Above, we see a simple, commented flake file that uses incremental builds. A first step is adding a new flake input to our incrementalize repo, and naming it garnix-incrementalize.

This repo provides a function withCaches, that you apply to the entire flake attrset. The function recurses into all the packages, checks, etc. For all those that are derivations, it leaves them as is (thus, if you apply it to an existing flake that's otherwise unchanged, it does nothing). But if any of them are functions, it applies them to the cache, which is just the intermediates output of that same package (if we have a cache), or the empty directory.

The cache/intermediates pairing is the thread that we pass through our builds to give them incrementality.

To enable this feature in garnix, we also need to say we want it. We can either make all builds incremental, or none, or all those that don't match a branch. We think a very good default is all but main:

incrementalizeBuilds:
  excludeBranches:
    - main

That way, you get fast builds on your feature branches, but are always building with a clean slate on main.

Now what garnix does when building is this:

  1. Check whether a build should be incrementalized (based on the garnix.yaml). If not, just do a non-incremental nix build;
  2. If so, look at the previous 5 commits to see if any have built successfully. If not, do a non-incremental build;
  3. If so, pick the most recent such build.
  4. Generate a flake file that is morally like the flake of that commit, but is “normalized”, in the sense that instead of having imports and functions etc., it is just a list of attributes pointing directly to the built nix store paths (via fetchClosure). This avoids refetching inputs such as nixpkgs and makes sure we never recurse in evaluation. Add to that flake file a function lib.withCaches that applies each flake attribute that is a function to its own cache. Let's call that previous-flake.nix
  5. Do a nix build --override-input garnix-incrementalize previous-flake.nix

In other words, we solve the problem 1 mentioned earlier by automatically picking the most recent successful build. And we solve problem 2 by reducing the previous version to normal form.

With this technique, you could in fact never do a full rebuild, and still always have a very recent cache. This isn't true of similar approaches before, which usually required two different packages, periodic full-rebuilds, and only used as cache those checkpoints. Here, the cache you use is always a recent parent of the current commit, not a global thing that might get clobbered or outdated.

There are a couple of points to note:

  1. Though the build is reproducible and pure, figuring out what exact derivation you would need to build locally to match the cache is not easy
  2. There may be more rebuilding at the Nix layer, because packages may change only insofar at the cache did.

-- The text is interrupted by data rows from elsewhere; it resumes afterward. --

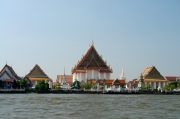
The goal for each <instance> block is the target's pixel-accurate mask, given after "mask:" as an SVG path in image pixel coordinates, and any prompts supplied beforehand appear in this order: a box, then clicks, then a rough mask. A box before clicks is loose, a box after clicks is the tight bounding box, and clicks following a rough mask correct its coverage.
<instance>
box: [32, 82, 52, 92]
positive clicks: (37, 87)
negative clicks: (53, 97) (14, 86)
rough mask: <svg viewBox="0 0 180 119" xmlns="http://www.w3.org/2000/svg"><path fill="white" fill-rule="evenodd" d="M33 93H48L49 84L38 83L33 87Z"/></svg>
mask: <svg viewBox="0 0 180 119" xmlns="http://www.w3.org/2000/svg"><path fill="white" fill-rule="evenodd" d="M35 91H36V92H37V93H48V92H49V84H48V83H46V82H45V81H39V82H38V83H37V85H36V87H35Z"/></svg>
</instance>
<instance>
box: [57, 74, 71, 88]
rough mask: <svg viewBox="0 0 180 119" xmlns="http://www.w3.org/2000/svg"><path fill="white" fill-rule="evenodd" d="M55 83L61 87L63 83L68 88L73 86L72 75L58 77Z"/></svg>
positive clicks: (59, 76) (62, 75)
mask: <svg viewBox="0 0 180 119" xmlns="http://www.w3.org/2000/svg"><path fill="white" fill-rule="evenodd" d="M56 82H57V83H60V84H61V85H63V83H68V84H69V85H70V86H71V85H72V84H73V76H72V75H58V76H57V80H56Z"/></svg>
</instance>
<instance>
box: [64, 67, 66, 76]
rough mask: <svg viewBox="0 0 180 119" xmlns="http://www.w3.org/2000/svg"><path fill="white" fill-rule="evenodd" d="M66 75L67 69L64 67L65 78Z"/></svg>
mask: <svg viewBox="0 0 180 119" xmlns="http://www.w3.org/2000/svg"><path fill="white" fill-rule="evenodd" d="M65 75H66V69H65V67H64V76H65Z"/></svg>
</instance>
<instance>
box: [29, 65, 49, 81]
mask: <svg viewBox="0 0 180 119" xmlns="http://www.w3.org/2000/svg"><path fill="white" fill-rule="evenodd" d="M26 77H27V78H48V79H49V77H48V76H47V74H46V73H44V71H43V70H42V69H41V68H40V66H39V65H37V64H36V65H35V66H34V68H33V69H32V70H31V71H30V73H29V74H28V75H26Z"/></svg>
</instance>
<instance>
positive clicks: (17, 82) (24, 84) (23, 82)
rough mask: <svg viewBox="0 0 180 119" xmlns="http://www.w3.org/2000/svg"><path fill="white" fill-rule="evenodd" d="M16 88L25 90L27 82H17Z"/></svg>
mask: <svg viewBox="0 0 180 119" xmlns="http://www.w3.org/2000/svg"><path fill="white" fill-rule="evenodd" d="M16 86H17V88H20V89H23V88H27V86H28V82H27V80H17V81H16Z"/></svg>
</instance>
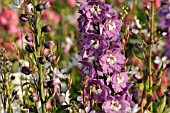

Both can be solved, and we intend to do that in the future. But they are for the most part not major problems, and the cache is already an enormous improvement for a number of use-cases.

Conclusionshare

As of this week, garnix supports incremental builds in a way that offers a good compromise between principles and practicality. It's still pure, but is efficient, and easy to get started with.

As I mentioned earlier, there's a lot of prior work and discussion of these ideas:

  • Eelco Dolstra wrote an example of the "every module is a package" approach for make a long time ago
  • Jade Lovelace, Harry Garrood and Felix Springer (with input from Jonas Chevalier) developed versions of the "pick a commit" approach, and did work to improve GHC support for it. See for example here and here.
  • Nicolas Mattia developed snack, which I believe pioneered the "every module is a package" approach with GHC.
  • Ollie Charles and Matthew Bauer worked on a similar effort called ghc-nix

There may be things missing from this list, which is not meant to be exhaustive. Still, if you know anything should be added, let me know!